Wärme und Energie

Stadtwerke Hannover steigern Wirkungsgrad mit Brennstoffzellen

Vier Mehrfamilienhäuser in Hannover werden nun mit Wärme aus Brennstoffzellen versorgt, gleichzeitig wird aus den Brennstoffzellen gewonnener Strom ins Netz eingespeist. enercity will damit den "Weg aus dem Labor in den Markt" gehen, so der Vorstandsvorsitzende der Stadtwere Hannover, Michael G. Feist.

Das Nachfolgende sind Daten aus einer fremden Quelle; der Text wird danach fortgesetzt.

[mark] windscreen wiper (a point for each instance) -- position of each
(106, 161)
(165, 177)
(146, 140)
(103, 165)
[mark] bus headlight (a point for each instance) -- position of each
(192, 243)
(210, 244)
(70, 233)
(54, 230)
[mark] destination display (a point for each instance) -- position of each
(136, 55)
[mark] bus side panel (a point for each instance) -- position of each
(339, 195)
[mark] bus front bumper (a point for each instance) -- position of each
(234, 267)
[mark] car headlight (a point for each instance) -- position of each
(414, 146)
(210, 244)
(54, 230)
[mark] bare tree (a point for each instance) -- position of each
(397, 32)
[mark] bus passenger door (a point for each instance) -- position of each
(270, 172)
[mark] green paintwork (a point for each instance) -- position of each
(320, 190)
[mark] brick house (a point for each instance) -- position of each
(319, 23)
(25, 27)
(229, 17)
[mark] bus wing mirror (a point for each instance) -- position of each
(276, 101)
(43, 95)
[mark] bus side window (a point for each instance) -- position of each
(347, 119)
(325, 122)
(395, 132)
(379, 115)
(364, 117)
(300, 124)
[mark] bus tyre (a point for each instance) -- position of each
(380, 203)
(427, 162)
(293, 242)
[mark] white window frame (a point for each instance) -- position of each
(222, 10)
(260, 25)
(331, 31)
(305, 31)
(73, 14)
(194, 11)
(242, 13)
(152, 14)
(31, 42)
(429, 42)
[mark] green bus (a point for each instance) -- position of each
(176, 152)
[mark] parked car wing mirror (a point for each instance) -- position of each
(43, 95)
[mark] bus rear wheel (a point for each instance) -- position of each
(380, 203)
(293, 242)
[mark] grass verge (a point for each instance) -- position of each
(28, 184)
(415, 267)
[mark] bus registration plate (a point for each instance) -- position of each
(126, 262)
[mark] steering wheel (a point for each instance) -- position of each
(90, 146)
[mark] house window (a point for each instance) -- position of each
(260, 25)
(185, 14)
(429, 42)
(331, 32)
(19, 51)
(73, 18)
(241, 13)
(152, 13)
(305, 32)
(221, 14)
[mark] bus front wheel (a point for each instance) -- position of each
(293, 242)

Stromtarife© Andre Bonn / Fotolia.com

Hannover (red) - Mit Brennstoffzellen liefert der niedersächsiche Stromanbieter enercity Wärme an vier Mehrfamilienhäuser der Wohnungsgenossenschaft Gartenheim. Den gleichzeitig umweltschonend erzeugten Strom speist enercity ins öffentliche Netz ein.

"Mit H|cell, unseren Brennstoffzellen zur Hauswärme-Versorgung, erarbeiten wir Lösungen, wie die neue Technologie wirtschaftlich in Energiedienstleistungen integriert werden kann", erläutert Michael G. Feist, Vorstandsvorsitzender der Stadtwerke Hannover AG, anlässlich der offiziellen Inbetriebnahme der Brennstoffzellen. Die Stadtwerke Hannover versorgen die Gartenheim-Mieter im Rahmen des enercity WärmeService (Contracting) mit Heizenergie und warmem Wasser.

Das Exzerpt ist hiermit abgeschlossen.